As part of the action plan, the Bank of Israel analyzed the potential impact of issuing a CBDC on the stability of the banking system and its ability to fulfill its financial intermediation function. The issuance of a digital shekel would also lead to a change in the Bank of Israel’s balance sheet composition. The SHAKED would be added to the central bank’s liabilities (as an addition to the total cash in circulation), while the deposits at commercial banks would shrink.
The Bank of Israel’s analysis forecasted a negative impact on the commercial banking system’s profitability, but it is not expected to be significant to the sector’s business, stability or ability to provide credit.
However, it is forecast that the transfer of money from commercial bank deposits to the digital shekel would erode commercial bank liquidity ratios and lead to a limited increase in bank interest expenses and the subsequent attrition of net profits. The transition of consumer bank deposits to SHAKED may weaken commercial bank balance sheets, possibly eroding the liquidity safeguards implemented for banks since the 2008 financial crisis through to the Basel III regulatory framework.
If the transfer of the public’s deposits to the digital shekel reaches large volumes, the banking system would have to attract funds elsewhere. For example, the paper presents a scenario where the Bank of Israel issues loans to the banking system.
Nonetheless, these findings are also based on a series of assumptions.
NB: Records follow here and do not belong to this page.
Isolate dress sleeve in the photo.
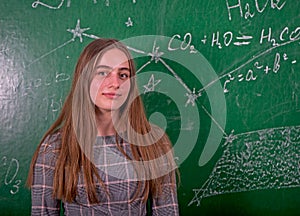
[152,172,179,216]
[31,135,60,215]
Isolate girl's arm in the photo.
[31,135,60,215]
[152,172,179,216]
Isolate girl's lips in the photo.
[102,92,121,99]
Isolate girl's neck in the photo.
[96,110,117,136]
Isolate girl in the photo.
[27,39,179,216]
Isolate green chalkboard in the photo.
[0,0,300,215]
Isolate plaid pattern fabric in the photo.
[31,134,179,216]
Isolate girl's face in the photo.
[90,48,130,112]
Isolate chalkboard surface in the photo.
[0,0,300,215]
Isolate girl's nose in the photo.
[107,71,120,88]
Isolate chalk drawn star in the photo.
[224,130,237,145]
[125,17,133,27]
[185,88,199,106]
[149,41,164,63]
[143,74,161,94]
[67,19,90,43]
The main assumption is that the banking system would be interested in maintaining the same level of credit to the public. Additionally, the paper assumes that the banking system will absorb the erosion of credit margins instead of passing it on in higher interest rates.
It also predicts the SHAKED will not bear interest and does not take into account possible adaptations of commercial bank business models as a result. Ultimately, “it is difficult to impossible to reliably assess what will be the scope of the substitution between deposits and SHAKED, since it depends greatly on the technological and business characteristics of the SHAKED”.
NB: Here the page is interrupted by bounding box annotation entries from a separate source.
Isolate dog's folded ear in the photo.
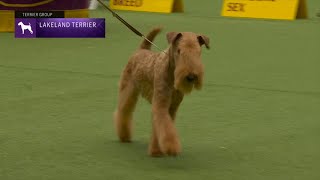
[167,32,182,44]
[198,35,210,49]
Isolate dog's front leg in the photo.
[151,93,181,156]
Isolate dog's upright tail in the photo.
[140,27,162,49]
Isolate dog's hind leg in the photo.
[114,67,139,142]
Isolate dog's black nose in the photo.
[186,74,197,82]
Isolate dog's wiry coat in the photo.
[114,28,209,156]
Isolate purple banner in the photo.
[0,0,89,11]
[15,18,106,38]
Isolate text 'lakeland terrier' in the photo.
[114,28,209,156]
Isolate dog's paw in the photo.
[160,138,181,156]
[148,148,164,157]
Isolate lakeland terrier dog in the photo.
[114,28,209,156]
Meanwhile, last year, the outgoing head of Germany’s Bundesbank said that commercial banks should not be protected like an endangered species. This February, the non-partisan U.S. Congressional Research Service published a paper on CBDC in which it explored various systems that a CBDC might crowd out. It included crowding out bank deposits but also private payment systems, private digital currencies, cash, and cross border payment platforms.